Logan’s clincher would have counted for less were it not for a wonderful Mark Reynolds strike in the first half cancelling out Craig Curran’s early opener for the Staggies.
“A stunner from Mark Reynolds? That’s the first time anybody has ever said that,” McInnes light-heartedly chided the centre-half. “He caught it so sweetly.”
Both teams blooded new signings from the off, with Stevie May welcomed into the Dons’ fold and Ross Draper, fresh from his six-figure switch across the Kessock Bridge from Inverness, earning his County debut from the start.
May would miss a couple of decent chances – one a few yards from goal – but McInnes was enthused.
“I thought Stevie May had a brilliant debut bar scoring. He’ll be disappointed but he’ll get there,” the Aberdeen manager said. “He showed exactly what he’ll be for us. He was terrific.”
The Aberdeen support packing out Ross County’s north stand is always arresting in noise and colour, but the party mood was curbed within 82 seconds of the first whistle.
County won a free-kick just wide left of the angle of the penalty area and Frenchman Christopher Routis swung in a dangerous, curling delivery. The Dons defence were napping as Curran snapped up the chance with a sharp header close in.
Despite gaining the early advantage, County failed to establish a grip on play and the Dons were level after 23 minutes. From Greg Tansey’s corner, County captain Andrew Davies rose to challenge Andrew Considine and the loose ball flew to Reynolds waiting just inside the area.

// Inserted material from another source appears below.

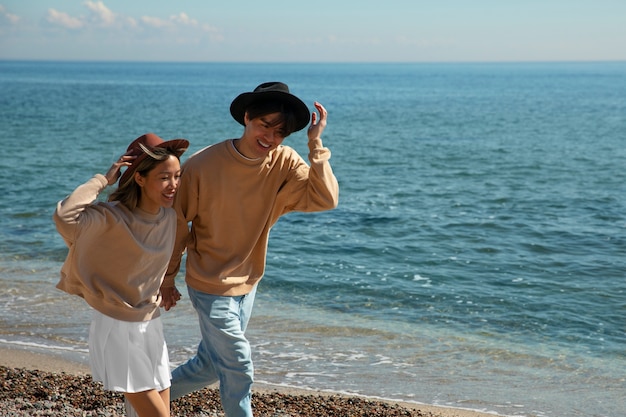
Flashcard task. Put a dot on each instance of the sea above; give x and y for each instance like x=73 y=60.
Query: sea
x=476 y=259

The defender’s control and precision on the first-time volley was worthy of the finest strikers in the world as it tore past Scott Fox and into the net.
The Dons, suddenly brimming with ideas and intent, began to exert control but half time came without reward. They remained in the ascendancy after the break, with a Greg Tansey cross swirling menacingly across the County box with no takers, while Fox had to pull off a finger-tip save below his bar from a Greg Stewart attempt.
Just before the hour mark, May missed that absolute howler close-in after Fox blocked a powerful Tansey free-kick, but Aberdeen’s second was clearly coming and, after 71 minutes, one of the smallest men on the park finally nodded them ahead.
This time it was a Gary Mackay-Steven cross that caught the hosts out, with Logan pouncing with a close-range header.
County had scant opportunities to restore parity but there were gasps of relief and home disbelief in equal measure as a thunderous, 30-yard Jim O’Brien strike smacked the middle of the Dons crossbar.
“I thought we started well, had a couple of good moves, scored a good goal, so from that aspect I was really pleased,” Jim McIntyre, the County manager, said. “But we were up against a good side and I felt we were guilty of going too long, too quickly.
“Any time we passed it through the lines, we were definitely better. We gave away too many cheap free-kicks and Aberdeen are very dangerous from set-plays.
“We did a lot well defensively, but didn’t show enough quality with our final pass in front of goal.”